# Rayleigh distance

Rayleigh distance in optics is the axial distance from a radiating aperture to a point at which the path difference between the axial ray and an edge ray is λ / 4. An approximation of the Rayleigh Distance is $Z={\frac {D^{2}}{2\lambda }}$ , in which Z is the Rayleigh distance, D is the aperture of radiation, λ the wavelength. This approximation can be derived as follows. Consider a right angled triangle with sides adjacent $Z$ , opposite ${\frac {D}{2}}$ and hypotenuse $Z+{\frac {\lambda }{4}}$ . According to Pythagorean theorem,

${\big (}Z+{\frac {\lambda }{4}}{\big )}^{2}=Z^{2}+{\big (}{\frac {D}{2}}{\big )}^{2}$ .

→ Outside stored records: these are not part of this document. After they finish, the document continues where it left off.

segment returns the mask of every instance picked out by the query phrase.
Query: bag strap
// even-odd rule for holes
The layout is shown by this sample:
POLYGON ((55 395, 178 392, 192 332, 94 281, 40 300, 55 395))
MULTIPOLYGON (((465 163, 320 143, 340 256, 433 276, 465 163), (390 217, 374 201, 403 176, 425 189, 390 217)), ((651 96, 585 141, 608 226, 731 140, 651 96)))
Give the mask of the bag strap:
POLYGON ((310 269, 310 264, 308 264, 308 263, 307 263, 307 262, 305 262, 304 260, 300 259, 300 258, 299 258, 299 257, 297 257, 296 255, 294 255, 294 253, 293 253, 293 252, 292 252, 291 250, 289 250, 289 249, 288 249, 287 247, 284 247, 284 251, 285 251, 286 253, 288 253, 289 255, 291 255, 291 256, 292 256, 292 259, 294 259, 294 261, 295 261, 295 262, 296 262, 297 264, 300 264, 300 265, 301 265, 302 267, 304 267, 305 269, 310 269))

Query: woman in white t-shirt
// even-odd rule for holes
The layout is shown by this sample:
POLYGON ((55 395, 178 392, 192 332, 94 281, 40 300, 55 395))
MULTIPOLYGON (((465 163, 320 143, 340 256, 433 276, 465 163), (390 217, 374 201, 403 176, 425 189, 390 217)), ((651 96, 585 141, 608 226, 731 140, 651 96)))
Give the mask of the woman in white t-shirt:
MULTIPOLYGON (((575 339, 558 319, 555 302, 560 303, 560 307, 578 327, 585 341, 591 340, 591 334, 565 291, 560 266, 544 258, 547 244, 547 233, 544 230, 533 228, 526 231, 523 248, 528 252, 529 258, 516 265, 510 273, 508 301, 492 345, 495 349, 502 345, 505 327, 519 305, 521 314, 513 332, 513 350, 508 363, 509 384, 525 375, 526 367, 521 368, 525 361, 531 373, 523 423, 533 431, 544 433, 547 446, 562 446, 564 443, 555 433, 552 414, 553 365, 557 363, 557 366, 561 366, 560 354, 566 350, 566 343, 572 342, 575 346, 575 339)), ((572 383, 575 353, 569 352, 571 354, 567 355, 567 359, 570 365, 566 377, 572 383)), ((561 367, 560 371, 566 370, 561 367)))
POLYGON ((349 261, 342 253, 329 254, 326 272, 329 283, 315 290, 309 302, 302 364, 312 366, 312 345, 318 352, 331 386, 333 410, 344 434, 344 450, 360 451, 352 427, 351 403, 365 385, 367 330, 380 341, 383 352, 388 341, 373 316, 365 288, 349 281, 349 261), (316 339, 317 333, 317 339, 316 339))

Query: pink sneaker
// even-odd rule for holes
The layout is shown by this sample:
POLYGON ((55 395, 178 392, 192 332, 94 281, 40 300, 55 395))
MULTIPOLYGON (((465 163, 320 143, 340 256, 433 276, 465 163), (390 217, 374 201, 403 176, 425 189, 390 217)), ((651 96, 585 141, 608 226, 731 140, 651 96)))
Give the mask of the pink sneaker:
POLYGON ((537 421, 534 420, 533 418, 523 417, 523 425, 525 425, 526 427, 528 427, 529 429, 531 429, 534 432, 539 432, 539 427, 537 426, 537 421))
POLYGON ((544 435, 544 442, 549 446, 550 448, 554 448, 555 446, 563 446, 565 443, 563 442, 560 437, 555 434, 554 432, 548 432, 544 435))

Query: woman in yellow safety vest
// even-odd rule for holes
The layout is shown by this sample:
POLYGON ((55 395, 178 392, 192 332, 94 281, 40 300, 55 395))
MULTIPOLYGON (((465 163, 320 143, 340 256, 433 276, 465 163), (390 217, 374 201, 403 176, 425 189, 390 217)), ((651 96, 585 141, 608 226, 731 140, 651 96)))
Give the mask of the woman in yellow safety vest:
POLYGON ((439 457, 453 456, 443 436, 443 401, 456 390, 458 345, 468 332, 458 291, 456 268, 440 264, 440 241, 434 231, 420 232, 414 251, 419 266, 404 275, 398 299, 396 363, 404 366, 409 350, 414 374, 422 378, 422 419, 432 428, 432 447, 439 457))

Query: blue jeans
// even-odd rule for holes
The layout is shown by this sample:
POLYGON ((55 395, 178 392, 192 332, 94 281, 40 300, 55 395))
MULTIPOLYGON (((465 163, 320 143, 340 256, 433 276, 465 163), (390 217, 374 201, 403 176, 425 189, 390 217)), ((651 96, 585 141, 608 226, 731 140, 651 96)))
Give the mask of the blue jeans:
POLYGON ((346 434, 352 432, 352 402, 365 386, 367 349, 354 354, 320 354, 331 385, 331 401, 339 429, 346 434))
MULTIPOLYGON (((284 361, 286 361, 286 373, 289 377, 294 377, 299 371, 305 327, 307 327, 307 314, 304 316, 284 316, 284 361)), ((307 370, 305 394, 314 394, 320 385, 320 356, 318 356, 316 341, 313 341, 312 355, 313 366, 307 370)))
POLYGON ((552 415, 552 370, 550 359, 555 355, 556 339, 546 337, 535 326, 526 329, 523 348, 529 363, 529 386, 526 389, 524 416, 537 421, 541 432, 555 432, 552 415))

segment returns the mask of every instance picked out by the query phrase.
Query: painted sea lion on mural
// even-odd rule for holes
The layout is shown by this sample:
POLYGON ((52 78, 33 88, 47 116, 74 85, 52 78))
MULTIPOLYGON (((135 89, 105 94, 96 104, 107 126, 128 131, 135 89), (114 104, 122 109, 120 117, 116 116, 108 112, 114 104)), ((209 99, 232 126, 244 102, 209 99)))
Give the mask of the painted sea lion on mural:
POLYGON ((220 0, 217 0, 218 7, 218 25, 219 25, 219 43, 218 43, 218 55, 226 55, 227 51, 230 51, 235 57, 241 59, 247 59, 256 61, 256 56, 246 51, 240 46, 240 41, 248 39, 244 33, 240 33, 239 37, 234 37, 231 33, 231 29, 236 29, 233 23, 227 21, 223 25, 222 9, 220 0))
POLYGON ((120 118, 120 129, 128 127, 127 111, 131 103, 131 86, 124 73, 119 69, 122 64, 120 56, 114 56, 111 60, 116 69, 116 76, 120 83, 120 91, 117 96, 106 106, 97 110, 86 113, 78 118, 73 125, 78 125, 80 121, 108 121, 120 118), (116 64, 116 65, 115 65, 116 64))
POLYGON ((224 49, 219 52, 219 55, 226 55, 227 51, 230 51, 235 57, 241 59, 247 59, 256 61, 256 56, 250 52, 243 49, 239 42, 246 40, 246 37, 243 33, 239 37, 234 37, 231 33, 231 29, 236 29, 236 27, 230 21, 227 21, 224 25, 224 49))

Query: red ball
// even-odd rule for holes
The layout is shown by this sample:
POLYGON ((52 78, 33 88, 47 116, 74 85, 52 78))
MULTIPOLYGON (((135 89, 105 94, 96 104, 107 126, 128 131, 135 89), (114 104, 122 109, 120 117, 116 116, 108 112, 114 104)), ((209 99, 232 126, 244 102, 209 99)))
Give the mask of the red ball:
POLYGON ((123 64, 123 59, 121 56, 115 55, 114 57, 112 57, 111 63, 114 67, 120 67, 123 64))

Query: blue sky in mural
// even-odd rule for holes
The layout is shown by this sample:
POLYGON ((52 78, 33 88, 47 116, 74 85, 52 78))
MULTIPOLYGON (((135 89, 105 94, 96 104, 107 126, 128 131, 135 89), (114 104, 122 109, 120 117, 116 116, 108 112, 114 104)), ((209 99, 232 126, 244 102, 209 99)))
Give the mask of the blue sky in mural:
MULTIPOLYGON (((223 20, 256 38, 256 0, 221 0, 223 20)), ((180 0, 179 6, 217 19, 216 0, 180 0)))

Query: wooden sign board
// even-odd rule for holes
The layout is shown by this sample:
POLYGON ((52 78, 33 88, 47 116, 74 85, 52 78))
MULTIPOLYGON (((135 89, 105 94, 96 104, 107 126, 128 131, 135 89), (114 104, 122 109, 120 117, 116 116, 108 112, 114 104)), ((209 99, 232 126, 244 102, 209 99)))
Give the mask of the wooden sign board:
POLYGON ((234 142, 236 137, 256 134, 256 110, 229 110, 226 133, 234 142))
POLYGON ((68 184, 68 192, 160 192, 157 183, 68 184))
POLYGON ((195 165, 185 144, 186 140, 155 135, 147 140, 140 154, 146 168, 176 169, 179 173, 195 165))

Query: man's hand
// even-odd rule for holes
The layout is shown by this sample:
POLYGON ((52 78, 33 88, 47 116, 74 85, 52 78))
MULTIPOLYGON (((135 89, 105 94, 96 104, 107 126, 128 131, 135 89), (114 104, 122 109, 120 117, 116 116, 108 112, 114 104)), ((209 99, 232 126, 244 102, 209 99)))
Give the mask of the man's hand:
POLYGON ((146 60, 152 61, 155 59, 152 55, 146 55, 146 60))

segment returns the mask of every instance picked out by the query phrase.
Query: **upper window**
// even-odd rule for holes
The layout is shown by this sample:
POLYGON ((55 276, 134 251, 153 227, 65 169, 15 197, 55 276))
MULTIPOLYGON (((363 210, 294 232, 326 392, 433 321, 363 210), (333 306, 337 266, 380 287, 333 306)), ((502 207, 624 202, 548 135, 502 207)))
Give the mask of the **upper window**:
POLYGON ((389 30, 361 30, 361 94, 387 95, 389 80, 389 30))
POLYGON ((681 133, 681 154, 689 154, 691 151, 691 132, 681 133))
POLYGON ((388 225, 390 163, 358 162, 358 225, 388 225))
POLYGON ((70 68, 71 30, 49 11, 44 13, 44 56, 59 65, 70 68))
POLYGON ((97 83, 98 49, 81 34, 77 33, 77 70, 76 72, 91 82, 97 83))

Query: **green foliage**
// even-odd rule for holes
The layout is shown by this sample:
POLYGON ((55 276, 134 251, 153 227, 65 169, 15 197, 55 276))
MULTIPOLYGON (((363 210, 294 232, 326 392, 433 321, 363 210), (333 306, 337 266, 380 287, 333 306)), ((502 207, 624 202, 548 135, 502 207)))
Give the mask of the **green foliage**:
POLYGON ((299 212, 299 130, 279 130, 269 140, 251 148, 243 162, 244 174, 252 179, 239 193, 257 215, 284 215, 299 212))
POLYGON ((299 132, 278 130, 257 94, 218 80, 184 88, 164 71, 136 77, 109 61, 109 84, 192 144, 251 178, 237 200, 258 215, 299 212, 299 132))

Rearranging, and simplifying

$Z={\frac {D^{2}}{2\lambda }}-{\frac {\lambda }{8}}$ The constant term${\frac {\lambda }{8}}$ can be neglected.

In antenna applications, the Rayleigh distance is often given as four times this value, i.e. $Z={\frac {2D^{2}}{\lambda }}$ which corresponds to the border between the Fresnel and Fraunhofer regions and denotes the distance at which the beam radiated by a reflector antenna is fully formed (although sometimes the Rayleigh distance it is still given as per the optical convention e.g.).

Actually, Rayleigh distance is also a distance beyond which the distribution of the diffracted light energy no longer changes according to the distance Z from the aperture. It is the reduced Fraunhofer diffraction limitation.

Lord Rayleigh's paper on the subject was published in 1891.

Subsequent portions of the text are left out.